As part of the project, Argande clothes and accessories are designed by renowned fashion designers in Istanbul and manufactured by women in Southeast Anatolia. The products are sold online and in retail stores in Turkey, and the women working in the project are provided with insurance and a salary.

The project is implemented jointly by UNDP and the GAP Regional Development Administration and financed by the Swedish International Cooperation and Development Agency (SIDA) to increase business management and entrepreneur skills of women in Southeast Anatolia.

The project has helped give jobs to about 5,000 women and men, Altun says.

“Almost 18 textile factories and almost 60 textile ateliers were founded,” Altun says. “They demand personnel from us and we employ groups of people for a period of three to six months to work at education line and learn the manufacturing process and then start to work in these factories.”

Women’s labour participation rate in Turkey was as low as 29.5 percent in 2012, and 37 percent of women in the labour market work as unpaid family workers, whereas the same rate for men is as low as 5.2 percent.

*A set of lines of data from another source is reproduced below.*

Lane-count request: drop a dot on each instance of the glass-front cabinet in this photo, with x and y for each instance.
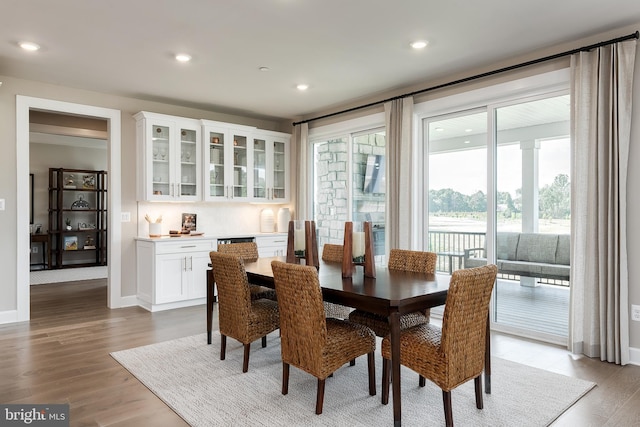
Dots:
(227, 159)
(270, 167)
(170, 155)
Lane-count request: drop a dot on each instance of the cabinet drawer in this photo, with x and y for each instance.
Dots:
(185, 246)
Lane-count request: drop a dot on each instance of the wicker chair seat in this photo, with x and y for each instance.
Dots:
(309, 340)
(333, 253)
(454, 354)
(380, 324)
(262, 292)
(240, 317)
(336, 311)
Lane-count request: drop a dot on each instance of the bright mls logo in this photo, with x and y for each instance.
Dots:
(34, 415)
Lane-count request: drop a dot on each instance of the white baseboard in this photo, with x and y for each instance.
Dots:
(634, 356)
(129, 301)
(9, 316)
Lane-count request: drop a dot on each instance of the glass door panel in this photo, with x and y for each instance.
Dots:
(216, 164)
(259, 168)
(188, 160)
(533, 216)
(239, 166)
(161, 160)
(457, 189)
(279, 170)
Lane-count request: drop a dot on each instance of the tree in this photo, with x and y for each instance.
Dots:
(555, 199)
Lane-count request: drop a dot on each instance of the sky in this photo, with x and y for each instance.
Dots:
(463, 172)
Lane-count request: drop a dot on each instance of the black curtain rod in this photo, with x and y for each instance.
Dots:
(635, 35)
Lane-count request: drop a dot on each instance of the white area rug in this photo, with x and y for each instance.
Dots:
(188, 375)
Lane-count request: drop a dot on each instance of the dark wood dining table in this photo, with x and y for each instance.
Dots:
(391, 293)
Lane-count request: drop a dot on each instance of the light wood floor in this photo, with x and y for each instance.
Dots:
(62, 356)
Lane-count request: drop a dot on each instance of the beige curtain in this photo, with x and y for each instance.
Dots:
(300, 140)
(398, 118)
(601, 91)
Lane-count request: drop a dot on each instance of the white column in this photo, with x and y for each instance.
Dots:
(530, 208)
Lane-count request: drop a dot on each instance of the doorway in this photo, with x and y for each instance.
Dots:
(24, 106)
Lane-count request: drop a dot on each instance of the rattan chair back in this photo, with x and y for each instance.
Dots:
(415, 261)
(234, 298)
(464, 323)
(332, 253)
(303, 326)
(246, 250)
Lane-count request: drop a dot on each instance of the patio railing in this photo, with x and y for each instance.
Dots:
(450, 247)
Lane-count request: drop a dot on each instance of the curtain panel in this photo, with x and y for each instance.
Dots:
(601, 90)
(300, 140)
(399, 200)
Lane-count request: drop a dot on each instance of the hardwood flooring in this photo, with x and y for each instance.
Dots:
(62, 356)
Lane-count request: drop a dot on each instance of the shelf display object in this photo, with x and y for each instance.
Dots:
(77, 218)
(228, 162)
(270, 164)
(170, 153)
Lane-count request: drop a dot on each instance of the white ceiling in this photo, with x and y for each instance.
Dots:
(346, 50)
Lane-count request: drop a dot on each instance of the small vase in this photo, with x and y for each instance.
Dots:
(284, 216)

Female labour participation rate further decreases to 9.8 percent in Southeast Anatolia. Even when women find employment, they generally receive lower incomes and less social security coverage than men do.

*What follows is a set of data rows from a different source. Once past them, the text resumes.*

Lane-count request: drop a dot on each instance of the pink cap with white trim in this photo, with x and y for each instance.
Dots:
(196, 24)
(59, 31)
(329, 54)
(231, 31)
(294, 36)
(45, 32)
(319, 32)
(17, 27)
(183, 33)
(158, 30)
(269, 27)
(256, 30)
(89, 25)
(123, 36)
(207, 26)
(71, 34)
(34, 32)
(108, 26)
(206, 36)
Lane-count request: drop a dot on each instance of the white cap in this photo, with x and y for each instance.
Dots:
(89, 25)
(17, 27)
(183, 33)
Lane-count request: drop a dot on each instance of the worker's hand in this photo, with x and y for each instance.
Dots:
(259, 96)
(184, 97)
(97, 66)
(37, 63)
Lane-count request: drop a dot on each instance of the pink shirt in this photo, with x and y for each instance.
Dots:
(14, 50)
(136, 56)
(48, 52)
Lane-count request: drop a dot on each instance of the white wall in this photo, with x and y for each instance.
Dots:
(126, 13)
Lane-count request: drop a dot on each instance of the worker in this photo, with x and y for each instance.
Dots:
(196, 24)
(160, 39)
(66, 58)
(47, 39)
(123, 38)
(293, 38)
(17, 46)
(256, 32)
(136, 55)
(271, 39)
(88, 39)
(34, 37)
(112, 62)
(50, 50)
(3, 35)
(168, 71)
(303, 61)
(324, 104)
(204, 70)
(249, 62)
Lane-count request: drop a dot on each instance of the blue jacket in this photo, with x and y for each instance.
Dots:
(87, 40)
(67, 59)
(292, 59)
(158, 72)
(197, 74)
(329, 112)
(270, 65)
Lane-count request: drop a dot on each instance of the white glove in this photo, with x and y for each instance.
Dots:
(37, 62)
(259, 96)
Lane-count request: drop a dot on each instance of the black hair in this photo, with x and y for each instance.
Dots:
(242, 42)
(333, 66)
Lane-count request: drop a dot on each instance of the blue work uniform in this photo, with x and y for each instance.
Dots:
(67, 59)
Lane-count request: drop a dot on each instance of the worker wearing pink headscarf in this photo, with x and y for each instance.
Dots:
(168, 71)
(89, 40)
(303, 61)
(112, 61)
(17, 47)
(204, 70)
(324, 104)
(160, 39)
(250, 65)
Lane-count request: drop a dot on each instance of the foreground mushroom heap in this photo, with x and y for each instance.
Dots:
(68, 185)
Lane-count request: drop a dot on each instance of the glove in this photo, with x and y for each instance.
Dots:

Since 2008, more than 4,300 women have generated incomes through project-supported activities. Multi-purpose community Centers and local initiatives were supported by developing marketing linkages, providing equipment and raw material. Around 1,200 women and 400 men participated in various trainings on topics such as ready-made clothing, quality control, cooperatives, communication and gender equality.

“So many things have been changed in my life after I started to work for Argande,” Fatma says. “The most important change is that I can put my children through school now. I started to live in my own apartment. It is almost impossible for a woman in the eastern side of Turkey to earn money and live alone with her children. But now I believe I can make all these things happen.”